James Murdoch, the chairman of News International, will be referred to the police for an investigation of the evidence he gave to parliament this week, a lawmaker said.

After Murdoch’s evidence was questioned by two of NI’s former executives, Tom Watson, a Labour MP who questioned Mr. Murdoch and his father in parliament during a select committee hearing on Tuesday, said to the BBC that he will ask the police to investigate the matter further.

The Murdoch’s were summoned to parliament over the phone-hacking scandal that forced them to close their best-selling Sunday tabloid, News of the World, and drop their takeover bid of BSkyB.

Murdoch said in the hearing that he was not “aware” of an email suggesting that illegal practices at the paper were more widespread than one “rogue” NoW reporter. But his version was later challenged by former NoW Editor Colin Myler and legal executive Tom Crone, who claimed they had informed him.

“James Murdoch stands by his testimony to the select committee,” News Corporation said in a statement.

British Prime Minister David Cameron said: “Clearly James Murdoch has got questions to answer in Parliament and I’m sure he will do that.

“And clearly News International has got some big issues to deal with and a mess to clear up, that has to be done by the management of that company.

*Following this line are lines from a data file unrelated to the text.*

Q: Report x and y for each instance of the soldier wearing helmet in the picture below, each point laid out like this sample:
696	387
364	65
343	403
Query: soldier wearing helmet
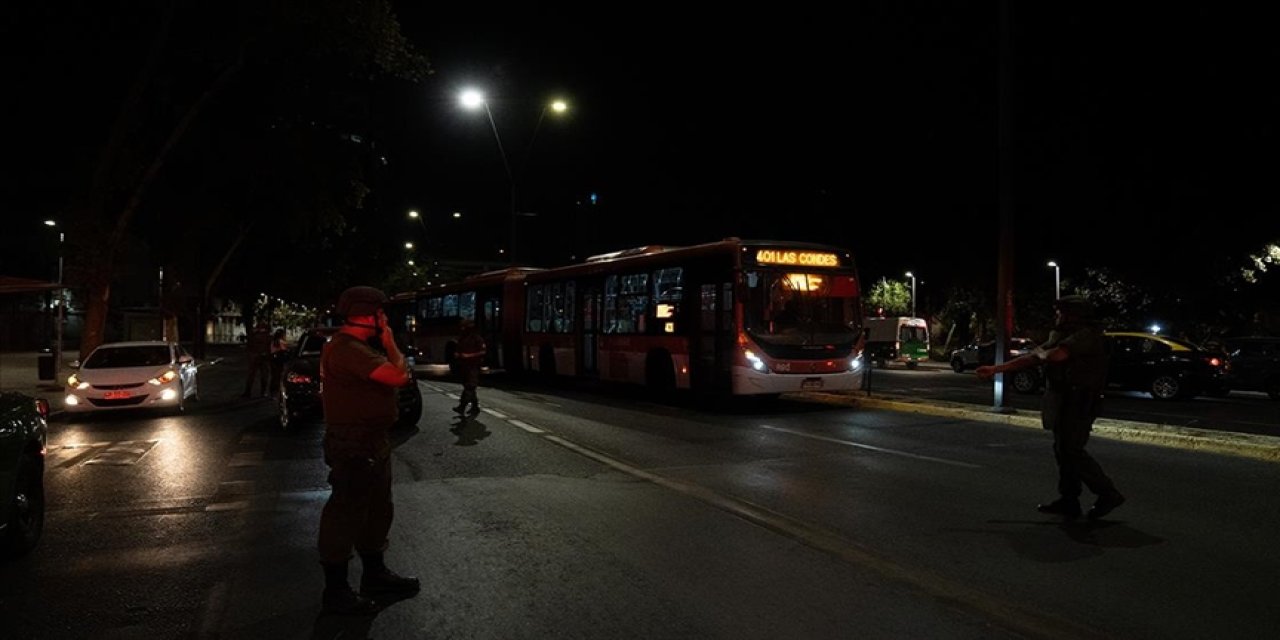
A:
1075	370
359	393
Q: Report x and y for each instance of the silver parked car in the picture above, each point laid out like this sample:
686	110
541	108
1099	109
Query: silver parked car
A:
145	374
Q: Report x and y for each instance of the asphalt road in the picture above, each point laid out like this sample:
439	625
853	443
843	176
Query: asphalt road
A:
1239	412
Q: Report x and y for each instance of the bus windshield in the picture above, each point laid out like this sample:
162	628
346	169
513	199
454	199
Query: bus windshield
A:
800	309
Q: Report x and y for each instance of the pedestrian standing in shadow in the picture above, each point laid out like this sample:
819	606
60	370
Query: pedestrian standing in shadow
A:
360	389
279	353
259	346
470	357
1075	371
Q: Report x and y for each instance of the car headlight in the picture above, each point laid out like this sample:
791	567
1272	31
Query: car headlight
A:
856	364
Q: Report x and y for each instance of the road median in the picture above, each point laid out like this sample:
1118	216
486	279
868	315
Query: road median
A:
1249	446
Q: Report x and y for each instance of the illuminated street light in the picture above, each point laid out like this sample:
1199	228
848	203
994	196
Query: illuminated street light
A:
472	99
62	302
909	274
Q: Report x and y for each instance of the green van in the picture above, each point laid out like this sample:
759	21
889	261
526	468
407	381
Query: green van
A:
896	339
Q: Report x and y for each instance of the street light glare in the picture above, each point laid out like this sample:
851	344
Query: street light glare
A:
471	99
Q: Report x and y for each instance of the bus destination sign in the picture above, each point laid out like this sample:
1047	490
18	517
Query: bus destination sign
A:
776	256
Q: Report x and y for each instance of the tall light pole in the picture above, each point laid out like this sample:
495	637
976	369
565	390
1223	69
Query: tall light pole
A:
472	99
62	304
909	274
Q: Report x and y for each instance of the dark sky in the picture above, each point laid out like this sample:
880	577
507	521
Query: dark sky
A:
1142	140
1139	138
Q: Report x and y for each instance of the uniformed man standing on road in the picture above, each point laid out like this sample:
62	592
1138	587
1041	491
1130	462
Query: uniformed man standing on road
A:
359	393
1075	373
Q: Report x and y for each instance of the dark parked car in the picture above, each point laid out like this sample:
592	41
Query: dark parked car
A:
300	384
23	432
1255	364
984	353
1165	368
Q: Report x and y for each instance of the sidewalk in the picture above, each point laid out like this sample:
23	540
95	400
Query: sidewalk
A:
19	371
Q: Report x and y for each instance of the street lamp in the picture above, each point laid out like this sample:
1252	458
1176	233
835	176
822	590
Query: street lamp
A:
472	99
909	274
62	304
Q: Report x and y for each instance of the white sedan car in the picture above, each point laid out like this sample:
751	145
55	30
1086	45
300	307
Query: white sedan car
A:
150	374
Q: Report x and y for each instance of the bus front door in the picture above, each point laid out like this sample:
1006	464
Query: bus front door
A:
713	338
490	328
590	306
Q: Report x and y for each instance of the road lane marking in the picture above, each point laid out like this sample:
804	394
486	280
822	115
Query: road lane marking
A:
247	458
868	447
526	426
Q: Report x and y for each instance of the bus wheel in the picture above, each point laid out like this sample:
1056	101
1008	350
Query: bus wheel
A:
659	374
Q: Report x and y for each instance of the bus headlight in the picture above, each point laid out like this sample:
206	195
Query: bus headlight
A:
757	364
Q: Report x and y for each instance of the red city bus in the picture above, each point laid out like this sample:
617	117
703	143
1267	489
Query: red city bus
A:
732	318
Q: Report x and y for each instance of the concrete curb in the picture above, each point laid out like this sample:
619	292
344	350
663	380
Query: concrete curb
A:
1248	446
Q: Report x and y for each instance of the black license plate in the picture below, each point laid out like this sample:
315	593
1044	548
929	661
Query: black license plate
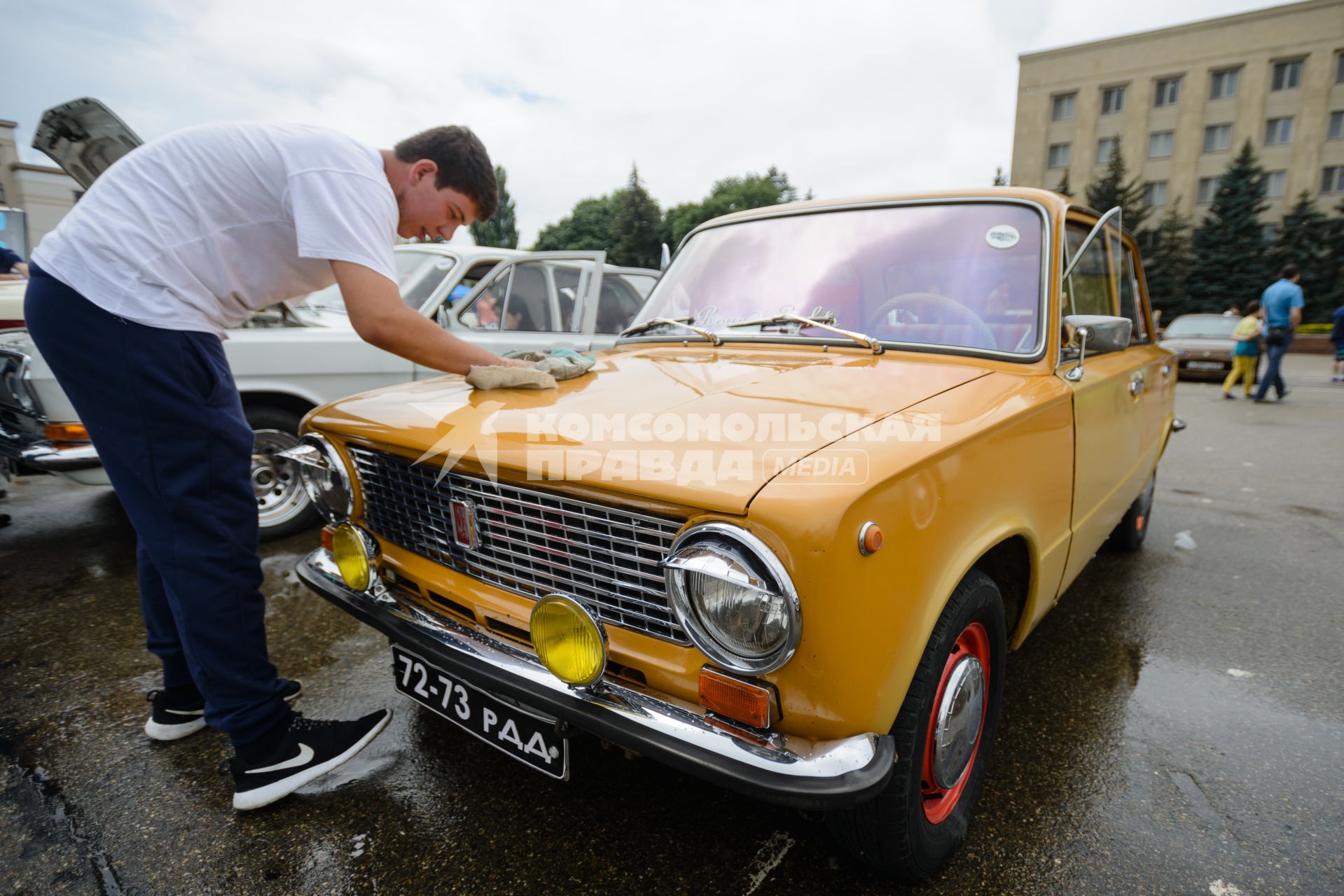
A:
527	736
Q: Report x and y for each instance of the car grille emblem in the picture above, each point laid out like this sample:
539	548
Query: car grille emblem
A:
464	524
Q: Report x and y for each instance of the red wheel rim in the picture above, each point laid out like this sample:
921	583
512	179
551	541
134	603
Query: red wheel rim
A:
938	802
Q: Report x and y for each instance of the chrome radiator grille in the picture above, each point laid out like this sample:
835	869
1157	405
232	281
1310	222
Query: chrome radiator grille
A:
531	542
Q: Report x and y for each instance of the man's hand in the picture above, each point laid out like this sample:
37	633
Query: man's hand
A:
381	318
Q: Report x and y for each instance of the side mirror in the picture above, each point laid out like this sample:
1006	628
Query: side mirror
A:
1100	332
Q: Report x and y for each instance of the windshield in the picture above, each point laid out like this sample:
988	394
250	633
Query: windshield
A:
957	274
1202	327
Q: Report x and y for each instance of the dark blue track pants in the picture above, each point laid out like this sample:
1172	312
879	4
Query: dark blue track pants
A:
165	414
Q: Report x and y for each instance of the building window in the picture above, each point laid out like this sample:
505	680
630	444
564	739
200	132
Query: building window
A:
1111	99
1287	76
1218	137
1224	83
1168	92
1276	183
1278	131
1062	108
1161	144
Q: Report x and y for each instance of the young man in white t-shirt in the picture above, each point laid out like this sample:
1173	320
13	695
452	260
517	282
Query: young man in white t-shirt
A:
130	298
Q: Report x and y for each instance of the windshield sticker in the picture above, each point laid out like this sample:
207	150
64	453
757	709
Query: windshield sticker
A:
1003	237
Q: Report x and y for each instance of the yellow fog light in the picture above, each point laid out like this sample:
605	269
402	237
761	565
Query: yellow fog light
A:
351	548
569	640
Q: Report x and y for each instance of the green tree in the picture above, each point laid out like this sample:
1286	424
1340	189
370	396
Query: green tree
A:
729	195
636	226
501	229
1230	264
1167	261
1063	188
1111	190
589	227
1304	241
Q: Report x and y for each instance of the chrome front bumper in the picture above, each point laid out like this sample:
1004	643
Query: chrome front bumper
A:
779	769
48	457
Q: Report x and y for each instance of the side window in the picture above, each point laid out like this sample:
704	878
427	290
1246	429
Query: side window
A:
567	290
529	304
1090	288
487	311
1130	298
415	293
617	304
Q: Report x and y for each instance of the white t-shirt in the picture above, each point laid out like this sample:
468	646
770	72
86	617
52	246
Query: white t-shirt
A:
199	229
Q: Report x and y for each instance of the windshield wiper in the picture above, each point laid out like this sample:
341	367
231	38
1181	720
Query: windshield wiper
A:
674	321
824	323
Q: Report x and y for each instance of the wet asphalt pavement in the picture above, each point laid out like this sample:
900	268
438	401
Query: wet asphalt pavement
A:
1175	726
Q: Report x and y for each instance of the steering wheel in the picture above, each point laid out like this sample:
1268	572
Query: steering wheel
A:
913	301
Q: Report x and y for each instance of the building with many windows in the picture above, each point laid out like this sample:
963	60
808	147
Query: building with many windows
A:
1182	101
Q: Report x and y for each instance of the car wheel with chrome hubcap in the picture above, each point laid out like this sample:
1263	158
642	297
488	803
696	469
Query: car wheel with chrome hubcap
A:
282	505
944	735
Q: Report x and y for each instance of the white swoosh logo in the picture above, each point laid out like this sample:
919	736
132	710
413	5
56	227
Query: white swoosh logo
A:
305	755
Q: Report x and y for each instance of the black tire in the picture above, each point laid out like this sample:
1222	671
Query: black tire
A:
284	510
1129	533
893	832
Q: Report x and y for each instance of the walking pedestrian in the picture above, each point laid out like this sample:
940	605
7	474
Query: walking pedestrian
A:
1282	304
128	301
1246	351
1338	339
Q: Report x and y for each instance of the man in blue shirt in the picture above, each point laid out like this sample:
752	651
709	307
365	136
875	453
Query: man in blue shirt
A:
1282	304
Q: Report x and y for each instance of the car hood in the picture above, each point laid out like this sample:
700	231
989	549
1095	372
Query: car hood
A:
1199	346
691	426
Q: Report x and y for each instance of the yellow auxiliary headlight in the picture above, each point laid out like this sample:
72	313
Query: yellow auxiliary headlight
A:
351	550
569	640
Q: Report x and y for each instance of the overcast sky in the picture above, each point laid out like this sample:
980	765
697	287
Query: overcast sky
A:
845	97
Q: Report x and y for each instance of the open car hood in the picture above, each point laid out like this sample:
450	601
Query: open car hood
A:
83	137
716	424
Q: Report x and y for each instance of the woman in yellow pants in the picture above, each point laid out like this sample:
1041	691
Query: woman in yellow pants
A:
1246	354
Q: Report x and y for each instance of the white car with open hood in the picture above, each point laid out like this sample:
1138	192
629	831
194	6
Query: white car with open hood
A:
293	358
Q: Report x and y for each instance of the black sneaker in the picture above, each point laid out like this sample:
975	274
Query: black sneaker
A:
308	750
175	720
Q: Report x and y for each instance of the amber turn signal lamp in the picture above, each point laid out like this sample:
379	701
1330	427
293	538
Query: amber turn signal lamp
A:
738	700
66	433
870	539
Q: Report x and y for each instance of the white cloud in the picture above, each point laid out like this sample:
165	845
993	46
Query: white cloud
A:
850	97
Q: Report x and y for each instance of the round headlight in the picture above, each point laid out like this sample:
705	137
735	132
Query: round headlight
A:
327	484
352	550
734	598
569	640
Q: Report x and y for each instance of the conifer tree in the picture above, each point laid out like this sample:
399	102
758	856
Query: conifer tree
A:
1230	262
501	229
1167	261
1111	190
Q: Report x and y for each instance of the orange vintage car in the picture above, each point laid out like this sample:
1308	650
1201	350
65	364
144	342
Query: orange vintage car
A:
784	535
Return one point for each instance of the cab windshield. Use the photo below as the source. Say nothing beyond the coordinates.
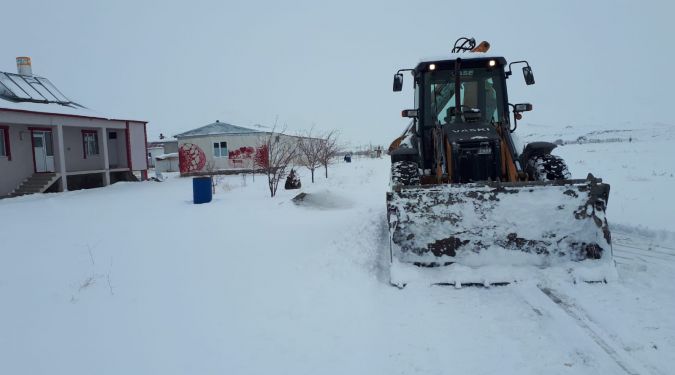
(480, 95)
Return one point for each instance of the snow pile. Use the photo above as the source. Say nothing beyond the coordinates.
(135, 279)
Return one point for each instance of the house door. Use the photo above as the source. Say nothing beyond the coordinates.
(113, 155)
(43, 151)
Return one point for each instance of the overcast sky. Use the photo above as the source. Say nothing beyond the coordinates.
(180, 65)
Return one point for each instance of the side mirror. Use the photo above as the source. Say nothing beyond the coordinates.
(529, 77)
(523, 107)
(410, 113)
(398, 82)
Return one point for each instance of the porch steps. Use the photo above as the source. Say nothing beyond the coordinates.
(37, 183)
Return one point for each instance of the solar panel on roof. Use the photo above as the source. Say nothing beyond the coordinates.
(20, 88)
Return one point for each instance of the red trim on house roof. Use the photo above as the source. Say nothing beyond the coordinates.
(8, 149)
(67, 115)
(128, 136)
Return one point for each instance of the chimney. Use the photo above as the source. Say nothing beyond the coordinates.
(23, 66)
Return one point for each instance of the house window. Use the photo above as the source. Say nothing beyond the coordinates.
(220, 149)
(4, 142)
(90, 142)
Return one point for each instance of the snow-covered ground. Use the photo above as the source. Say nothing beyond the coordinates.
(135, 279)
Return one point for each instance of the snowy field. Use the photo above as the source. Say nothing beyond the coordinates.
(135, 279)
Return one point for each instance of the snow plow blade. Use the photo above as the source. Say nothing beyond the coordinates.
(494, 233)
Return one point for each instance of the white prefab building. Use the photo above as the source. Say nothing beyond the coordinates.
(50, 143)
(222, 146)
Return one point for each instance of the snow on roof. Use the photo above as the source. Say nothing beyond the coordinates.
(217, 128)
(50, 108)
(27, 102)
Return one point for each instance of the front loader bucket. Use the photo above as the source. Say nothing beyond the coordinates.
(494, 233)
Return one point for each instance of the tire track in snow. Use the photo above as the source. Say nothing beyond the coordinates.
(614, 350)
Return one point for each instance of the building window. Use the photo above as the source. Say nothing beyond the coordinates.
(90, 142)
(4, 142)
(220, 149)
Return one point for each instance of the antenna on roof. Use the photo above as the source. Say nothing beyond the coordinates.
(465, 44)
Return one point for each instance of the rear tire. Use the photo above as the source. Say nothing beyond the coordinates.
(547, 167)
(405, 173)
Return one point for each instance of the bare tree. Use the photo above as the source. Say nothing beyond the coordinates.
(273, 157)
(309, 151)
(328, 149)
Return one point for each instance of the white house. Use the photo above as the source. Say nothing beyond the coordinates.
(50, 143)
(223, 145)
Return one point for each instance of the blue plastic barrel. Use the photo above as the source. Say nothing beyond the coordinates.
(201, 190)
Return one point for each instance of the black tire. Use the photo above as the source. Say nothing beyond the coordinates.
(405, 173)
(547, 167)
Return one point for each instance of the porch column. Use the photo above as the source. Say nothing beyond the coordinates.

“In the end the management of the company must be a matter for the shareholders of that company, but the government wants to see this sorted out.”

Mr Watson said he will officially refer the evidence to Deputy Assistant Commissioner Sue Akers, who is running “Operating Weeting”, the wider investigation into the phone hacking scandal.

Mr Watson who called this “the most significant moment of two years of investigation into phone hacking,” said: “If their statement is accurate it shows James Murdoch had knowledge that others were involved in hacking as early as 2008, it shows he failed to act to discipline staff or initiate an internal investigation, which undermines Rupert Murdoch’s evidence to our committee that the company had a zero tolerance to wrongdoing.”

He said: “There is only going to be one person who is accurate. Either James Murdoch, who to be fair to him is standing by his version of events, or Colin Myler and Tom Crone.”